Krishna is a leader of the powerful Vokkaliga community in poll-bound Karnataka, while Mulayam remains one of the most respected names in the country among the OBCs, whom the BJP has been trying to woo. If the two were nominated for Padma Vibhushan, Tripura tribal doyen N C Debbarma gets a Padma Shri, just days ahead of voting in the state.

From the Northeast, a region high on the BJP’s priority list, Thounaojam Chaoba Singh also gets a Padma Shri.

S M KRISHNA

At 90, Krishna might have lost political credence in recent years, but the former Karnataka CM and ex-Union minister is considered the most prominent Vokkaliga leader after former prime minister and JD(S) leader H D Deve Gowda in the state.

If Deve Gowda is seen as a grass-roots leader of the community with his finger firmly on its pulse, Krishna was always seen as the urbane face with his foreign education, and is still widely regarded in Bengaluru as one of the chief architects of the development of the city.

After nearly five decades in the Congress, where he served in top positions such as CM, Minister for External Affairs and Governor of Maharashtra, Krishna joined the BJP in 2017. It was seen as an effort by the party to gain a foothold in south Karnataka and among the dominant Vokkaligas.
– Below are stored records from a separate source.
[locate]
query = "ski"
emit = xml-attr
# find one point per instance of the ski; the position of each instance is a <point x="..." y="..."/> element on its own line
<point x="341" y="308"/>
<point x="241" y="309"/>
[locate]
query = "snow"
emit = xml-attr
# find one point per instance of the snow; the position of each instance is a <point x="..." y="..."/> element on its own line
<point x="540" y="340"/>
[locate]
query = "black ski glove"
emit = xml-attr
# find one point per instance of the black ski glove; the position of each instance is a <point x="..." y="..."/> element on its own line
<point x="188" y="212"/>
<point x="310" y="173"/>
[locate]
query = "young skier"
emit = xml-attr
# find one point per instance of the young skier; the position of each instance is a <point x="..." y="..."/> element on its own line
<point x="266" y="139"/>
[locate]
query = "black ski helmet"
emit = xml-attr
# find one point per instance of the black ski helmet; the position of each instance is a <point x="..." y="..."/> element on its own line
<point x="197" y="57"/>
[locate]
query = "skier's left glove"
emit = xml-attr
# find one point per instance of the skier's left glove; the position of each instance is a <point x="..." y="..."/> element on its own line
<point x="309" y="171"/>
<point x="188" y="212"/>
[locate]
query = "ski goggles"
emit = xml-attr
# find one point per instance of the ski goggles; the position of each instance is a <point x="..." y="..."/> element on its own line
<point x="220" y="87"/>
The move never yielded any serious political returns for the BJP, but the honour for Krishna — who announced his retirement from active politics this month – is expected to go down well with his community.

The death of his son-in-law and Cafe Coffee Day founder V G Siddhartha in 2019 had come as a big blow to Krishna.

He said about his retirement: “I got to know of discussions about me not being seen much (publicly). We all should be aware of our age… at the age of 90, we cannot act as though we are in our 50s. Respecting that age factor, I’m gradually stepping aside from public life.”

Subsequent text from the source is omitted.